By Garima Kochhar. HPC Innovation Lab. January 2016.

The Intel Xeon Phi bootable processor (architecture codenamed “Knights Landing” – KNL) is ready for prime time. The HPC Innovation Lab has had access to a few engineering test units, and this blog presents the results of our initial benchmarking study. [We also published our results with Cryo-EM workloads on these systems, and that study is available here.]

The KNL processor is from the Intel Xeon Phi product line but is a bootable processor, i.e., the system does not need another processor in it to power on, just the KNL. Unlike the Xeon Phi coprocessors or the NVIDIA K80 and P100 GPU cards that are housed in a system that has a Xeon processor as well, the KNL is the only processor in the server.

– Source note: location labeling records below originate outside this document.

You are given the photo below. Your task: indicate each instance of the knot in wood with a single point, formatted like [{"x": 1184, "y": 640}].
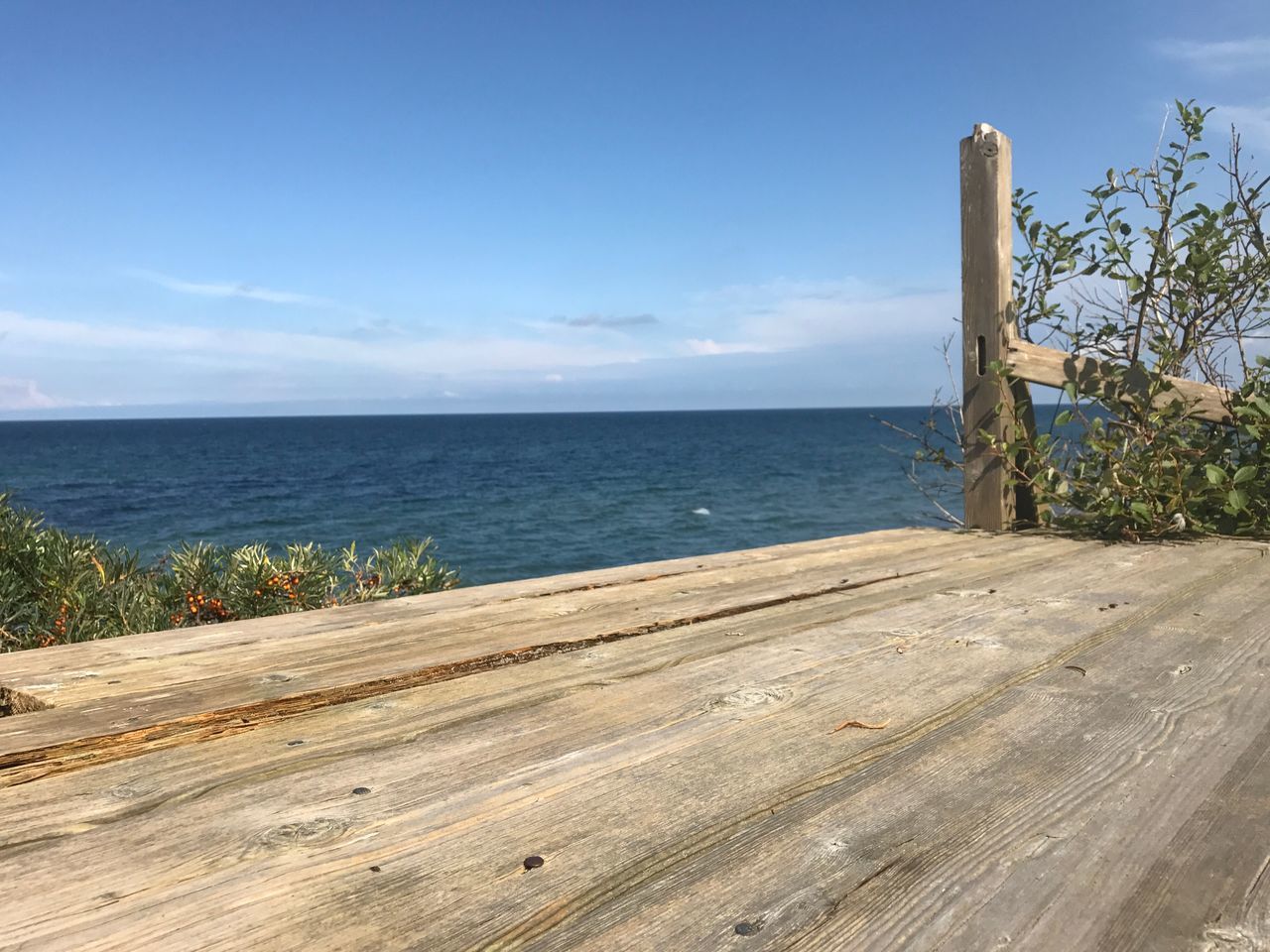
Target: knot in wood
[
  {"x": 303, "y": 833},
  {"x": 749, "y": 696}
]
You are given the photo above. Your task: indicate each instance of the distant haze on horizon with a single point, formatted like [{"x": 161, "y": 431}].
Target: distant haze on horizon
[{"x": 240, "y": 207}]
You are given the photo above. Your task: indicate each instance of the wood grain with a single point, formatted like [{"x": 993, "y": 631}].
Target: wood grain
[
  {"x": 987, "y": 316},
  {"x": 1095, "y": 377},
  {"x": 230, "y": 684},
  {"x": 1076, "y": 734}
]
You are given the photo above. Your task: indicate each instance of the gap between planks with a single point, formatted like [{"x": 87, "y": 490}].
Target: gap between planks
[{"x": 32, "y": 762}]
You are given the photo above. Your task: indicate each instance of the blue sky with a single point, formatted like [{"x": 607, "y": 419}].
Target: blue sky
[{"x": 293, "y": 207}]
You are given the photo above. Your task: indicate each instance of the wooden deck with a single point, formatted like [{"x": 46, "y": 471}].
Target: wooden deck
[{"x": 1057, "y": 746}]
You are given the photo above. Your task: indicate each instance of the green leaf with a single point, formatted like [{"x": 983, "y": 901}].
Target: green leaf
[{"x": 1243, "y": 474}]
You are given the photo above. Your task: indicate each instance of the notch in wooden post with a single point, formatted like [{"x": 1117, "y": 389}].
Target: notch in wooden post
[{"x": 987, "y": 326}]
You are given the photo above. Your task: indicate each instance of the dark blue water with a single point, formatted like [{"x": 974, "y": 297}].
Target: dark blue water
[{"x": 504, "y": 497}]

This necessitates a new server board design and the PowerEdge C6320p is the Dell EMC platform that supports the KNL line of processors. A C6320p server includes support for one KNL processor and six DDR4 memory DIMMs. The network choices include Mellanox InfiniBand EDR, Intel Omni-Path, or choices of add-in 10GbE Ethernet adapters. The platform has the other standard components you’d expect from the PowerEdge line including a 1GbE LOM, iDRAC and systems management capabilities. Further information on C6320p is available here.

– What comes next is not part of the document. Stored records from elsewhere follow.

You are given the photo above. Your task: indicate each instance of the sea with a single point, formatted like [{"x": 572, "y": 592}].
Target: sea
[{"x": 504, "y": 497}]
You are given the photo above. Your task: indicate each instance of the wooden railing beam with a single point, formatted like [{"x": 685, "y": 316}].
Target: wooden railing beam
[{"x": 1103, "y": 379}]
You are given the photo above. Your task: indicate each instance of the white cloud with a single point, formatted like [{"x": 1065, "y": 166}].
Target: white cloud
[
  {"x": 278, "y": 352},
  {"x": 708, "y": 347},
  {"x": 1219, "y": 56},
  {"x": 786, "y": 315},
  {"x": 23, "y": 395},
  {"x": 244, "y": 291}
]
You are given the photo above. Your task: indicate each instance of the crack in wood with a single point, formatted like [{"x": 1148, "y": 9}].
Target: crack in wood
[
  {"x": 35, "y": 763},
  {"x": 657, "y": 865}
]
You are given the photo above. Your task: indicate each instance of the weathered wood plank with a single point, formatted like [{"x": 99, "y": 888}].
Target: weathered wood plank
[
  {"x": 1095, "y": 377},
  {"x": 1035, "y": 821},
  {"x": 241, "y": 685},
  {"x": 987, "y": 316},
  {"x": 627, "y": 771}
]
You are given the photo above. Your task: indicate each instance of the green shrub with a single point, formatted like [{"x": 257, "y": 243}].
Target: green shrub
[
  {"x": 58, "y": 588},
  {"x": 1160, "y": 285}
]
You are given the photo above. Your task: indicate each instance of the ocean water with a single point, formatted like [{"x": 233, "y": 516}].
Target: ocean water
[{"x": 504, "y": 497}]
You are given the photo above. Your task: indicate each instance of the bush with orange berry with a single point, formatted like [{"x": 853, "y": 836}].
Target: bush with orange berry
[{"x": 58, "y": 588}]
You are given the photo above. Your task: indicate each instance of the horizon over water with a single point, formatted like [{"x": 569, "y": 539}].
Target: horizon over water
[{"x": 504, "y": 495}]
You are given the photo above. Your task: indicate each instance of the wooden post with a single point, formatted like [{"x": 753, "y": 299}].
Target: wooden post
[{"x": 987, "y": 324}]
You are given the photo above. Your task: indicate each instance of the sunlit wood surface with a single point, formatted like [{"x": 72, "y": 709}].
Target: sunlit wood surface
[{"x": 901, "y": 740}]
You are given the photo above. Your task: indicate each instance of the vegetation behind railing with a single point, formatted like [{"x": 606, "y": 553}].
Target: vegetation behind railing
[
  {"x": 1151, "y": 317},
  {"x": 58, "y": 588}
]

The KNL processor models include 16GB of on-package memory called MCDRAM. The MCDRAM can be used in three modes – memory mode, cache mode or hybrid mode. The 16GB of MCDRAM is visible to the OS as addressable memory and must be addressed explicitly by the application when used in memory mode. In cache mode, the MCDRAM is used as the last level cache of the processor. And in hybrid mode, a portion of the MCDRAM is available as memory and the other portion is used as cache. The default setting is cache mode as this is expected to benefit most applications. This setting is configurable in the server BIOS.

The architecture of the KNL processor allows the processor cores + cache and home agent directory + memory to be organized into different clustering modes. These modes are called all2all, quadrant and hemisphere, Sub-NUMA Clustering-2 and Sub-NUMA Clustering 4. They are described in this Intel article. The default setting in the Dell EMC BIOS is quadrant mode and can be changed in the Dell EMC BIOS. All tests below are with the quadrant mode.

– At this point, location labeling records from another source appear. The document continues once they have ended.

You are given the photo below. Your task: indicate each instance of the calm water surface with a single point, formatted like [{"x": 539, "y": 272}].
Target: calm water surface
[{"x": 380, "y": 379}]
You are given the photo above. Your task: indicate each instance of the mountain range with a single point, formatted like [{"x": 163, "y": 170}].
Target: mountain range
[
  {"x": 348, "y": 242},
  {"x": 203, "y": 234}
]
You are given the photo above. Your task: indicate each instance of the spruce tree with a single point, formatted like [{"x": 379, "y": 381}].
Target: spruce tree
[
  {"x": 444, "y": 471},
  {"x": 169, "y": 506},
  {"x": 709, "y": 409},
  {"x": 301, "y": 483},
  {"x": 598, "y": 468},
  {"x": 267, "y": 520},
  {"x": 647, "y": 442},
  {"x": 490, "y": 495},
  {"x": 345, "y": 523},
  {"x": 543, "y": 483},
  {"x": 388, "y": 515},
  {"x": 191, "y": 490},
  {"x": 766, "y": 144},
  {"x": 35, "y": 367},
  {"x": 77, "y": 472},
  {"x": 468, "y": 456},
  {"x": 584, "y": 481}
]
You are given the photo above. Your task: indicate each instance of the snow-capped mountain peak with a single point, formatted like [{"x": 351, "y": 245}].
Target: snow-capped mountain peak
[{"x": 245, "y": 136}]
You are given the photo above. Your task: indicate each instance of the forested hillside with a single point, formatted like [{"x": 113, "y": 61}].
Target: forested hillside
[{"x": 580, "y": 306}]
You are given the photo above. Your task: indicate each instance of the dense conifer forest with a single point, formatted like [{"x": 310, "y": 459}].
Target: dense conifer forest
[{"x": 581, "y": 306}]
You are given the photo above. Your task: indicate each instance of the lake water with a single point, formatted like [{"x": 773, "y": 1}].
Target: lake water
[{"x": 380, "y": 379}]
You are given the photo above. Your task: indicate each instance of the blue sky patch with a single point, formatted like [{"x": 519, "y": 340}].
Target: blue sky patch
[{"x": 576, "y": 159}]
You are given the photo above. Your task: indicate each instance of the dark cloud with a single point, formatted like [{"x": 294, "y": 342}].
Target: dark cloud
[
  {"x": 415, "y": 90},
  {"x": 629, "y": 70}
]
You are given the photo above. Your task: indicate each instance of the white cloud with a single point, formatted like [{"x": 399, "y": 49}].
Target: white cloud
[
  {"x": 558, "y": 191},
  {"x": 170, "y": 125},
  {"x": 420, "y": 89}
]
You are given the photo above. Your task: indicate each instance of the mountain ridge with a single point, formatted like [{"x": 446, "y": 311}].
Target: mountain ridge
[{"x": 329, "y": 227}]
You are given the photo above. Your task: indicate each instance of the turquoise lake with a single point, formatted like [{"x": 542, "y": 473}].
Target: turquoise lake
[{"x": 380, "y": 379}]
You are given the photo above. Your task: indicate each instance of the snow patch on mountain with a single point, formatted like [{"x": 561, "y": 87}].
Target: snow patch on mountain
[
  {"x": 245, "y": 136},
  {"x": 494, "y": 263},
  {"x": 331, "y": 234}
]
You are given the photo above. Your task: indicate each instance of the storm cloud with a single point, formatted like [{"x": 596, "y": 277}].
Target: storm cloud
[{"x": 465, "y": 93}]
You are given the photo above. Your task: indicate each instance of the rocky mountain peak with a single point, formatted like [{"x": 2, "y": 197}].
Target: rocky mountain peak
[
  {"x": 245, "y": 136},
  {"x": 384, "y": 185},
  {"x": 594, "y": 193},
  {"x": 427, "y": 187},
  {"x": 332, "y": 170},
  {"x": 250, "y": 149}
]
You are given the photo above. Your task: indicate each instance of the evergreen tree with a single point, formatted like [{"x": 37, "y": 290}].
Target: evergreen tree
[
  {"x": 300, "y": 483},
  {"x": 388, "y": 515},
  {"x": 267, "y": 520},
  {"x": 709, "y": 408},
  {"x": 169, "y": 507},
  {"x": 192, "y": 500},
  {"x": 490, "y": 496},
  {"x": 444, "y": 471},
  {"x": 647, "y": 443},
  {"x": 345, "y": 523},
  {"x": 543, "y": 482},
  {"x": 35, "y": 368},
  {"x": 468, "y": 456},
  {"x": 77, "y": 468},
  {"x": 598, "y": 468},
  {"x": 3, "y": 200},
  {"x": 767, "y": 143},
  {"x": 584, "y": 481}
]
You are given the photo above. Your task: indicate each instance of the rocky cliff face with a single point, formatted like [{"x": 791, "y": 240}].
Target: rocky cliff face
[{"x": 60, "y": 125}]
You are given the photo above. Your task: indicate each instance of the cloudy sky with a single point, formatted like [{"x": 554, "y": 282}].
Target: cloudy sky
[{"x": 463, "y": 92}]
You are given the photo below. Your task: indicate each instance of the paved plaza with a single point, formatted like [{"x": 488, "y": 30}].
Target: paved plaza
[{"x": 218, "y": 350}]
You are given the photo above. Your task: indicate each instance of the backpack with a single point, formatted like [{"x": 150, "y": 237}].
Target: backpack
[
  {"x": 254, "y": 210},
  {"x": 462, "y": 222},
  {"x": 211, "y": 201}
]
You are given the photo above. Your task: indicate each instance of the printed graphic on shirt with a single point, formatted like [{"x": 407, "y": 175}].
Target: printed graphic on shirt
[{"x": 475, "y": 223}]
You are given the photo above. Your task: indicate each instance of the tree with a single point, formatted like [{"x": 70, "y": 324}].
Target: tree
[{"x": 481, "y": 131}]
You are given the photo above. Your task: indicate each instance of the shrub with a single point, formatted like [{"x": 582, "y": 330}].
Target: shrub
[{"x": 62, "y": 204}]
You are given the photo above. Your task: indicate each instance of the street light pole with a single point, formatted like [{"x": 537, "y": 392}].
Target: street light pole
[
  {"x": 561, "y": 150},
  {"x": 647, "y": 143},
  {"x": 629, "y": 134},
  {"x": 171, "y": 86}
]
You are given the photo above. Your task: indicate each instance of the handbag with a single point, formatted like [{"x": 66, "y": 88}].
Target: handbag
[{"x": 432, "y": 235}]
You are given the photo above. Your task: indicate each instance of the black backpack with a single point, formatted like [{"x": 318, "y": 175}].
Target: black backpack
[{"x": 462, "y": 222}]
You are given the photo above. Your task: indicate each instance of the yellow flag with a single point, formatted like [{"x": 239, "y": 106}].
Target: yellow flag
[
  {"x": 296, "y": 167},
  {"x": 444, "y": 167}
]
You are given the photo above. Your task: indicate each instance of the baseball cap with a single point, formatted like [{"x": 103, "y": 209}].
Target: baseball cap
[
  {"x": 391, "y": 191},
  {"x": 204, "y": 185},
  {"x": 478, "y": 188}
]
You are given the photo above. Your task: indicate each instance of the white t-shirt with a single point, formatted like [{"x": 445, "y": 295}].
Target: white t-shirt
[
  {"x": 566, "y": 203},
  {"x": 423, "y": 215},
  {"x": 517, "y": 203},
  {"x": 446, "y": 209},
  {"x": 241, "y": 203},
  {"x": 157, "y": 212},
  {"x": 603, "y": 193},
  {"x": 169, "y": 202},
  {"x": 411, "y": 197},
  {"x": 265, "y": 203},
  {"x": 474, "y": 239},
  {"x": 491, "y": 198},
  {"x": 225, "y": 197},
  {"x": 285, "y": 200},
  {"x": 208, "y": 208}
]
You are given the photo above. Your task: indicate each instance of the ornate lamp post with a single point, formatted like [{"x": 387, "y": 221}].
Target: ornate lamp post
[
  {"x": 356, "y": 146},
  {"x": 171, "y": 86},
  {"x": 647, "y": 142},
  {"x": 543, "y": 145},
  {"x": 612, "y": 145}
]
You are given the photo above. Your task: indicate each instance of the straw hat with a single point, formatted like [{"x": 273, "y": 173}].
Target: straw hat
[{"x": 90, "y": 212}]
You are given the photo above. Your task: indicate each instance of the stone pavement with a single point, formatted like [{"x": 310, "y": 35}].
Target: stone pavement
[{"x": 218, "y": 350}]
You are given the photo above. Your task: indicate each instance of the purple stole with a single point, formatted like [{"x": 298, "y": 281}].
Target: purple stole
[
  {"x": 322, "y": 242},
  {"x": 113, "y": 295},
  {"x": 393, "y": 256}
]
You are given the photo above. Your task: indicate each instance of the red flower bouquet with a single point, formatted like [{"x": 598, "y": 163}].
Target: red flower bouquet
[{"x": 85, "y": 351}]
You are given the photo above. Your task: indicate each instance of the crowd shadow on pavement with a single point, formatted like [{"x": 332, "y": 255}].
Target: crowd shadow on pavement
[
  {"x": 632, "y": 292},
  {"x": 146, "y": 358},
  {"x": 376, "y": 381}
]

The configuration of the systems used in this study is described in Table 1.

Table 1 - Test configuration

 Server

12 * Dell EMC PowerEdge C6320p

Processor

Intel Xeon Phi 7230.  64 cores @ 1.3 GHz, AVX base 1.1 GHz.

Memory

96 GB at 2400 MT/s [16 GB * 6 DIMMS]

Interconnect

Intel Omni-Path and Mellanox EDR

Software

Operating System

Red Hat Enterprise Linux 7.2

Compilers

Intel 2017, 17.0.0.098 Build 20160721

MPI

Intel MPI 5.1.3

XPPSL

Intel XPPSL 1.4.1


STREAM

The first check was to measure the memory bandwidth on the KNL system. To measure memory bandwidth to the MCDRAM, the system must be in “memory” mode. A snippet of the OS view when the system is in quadrant + memory mode is in Figure 1.

Note that the system presents two NUMA nodes. One NUMA node contains all the cores (64 cores * 4 logical siblings per physical core) and the 96 GB of DDR4 memory. The second NUMA node, node1, contains the 16GB of MCDRAM.

  

Figure 1 – NUMA layout in quadrant+memory mode

On this system, the dmidecode command shows six DDR4 memory DIMMs, and eight 2GB MCDRAM memory chips that make up the 16GB MCDRAM.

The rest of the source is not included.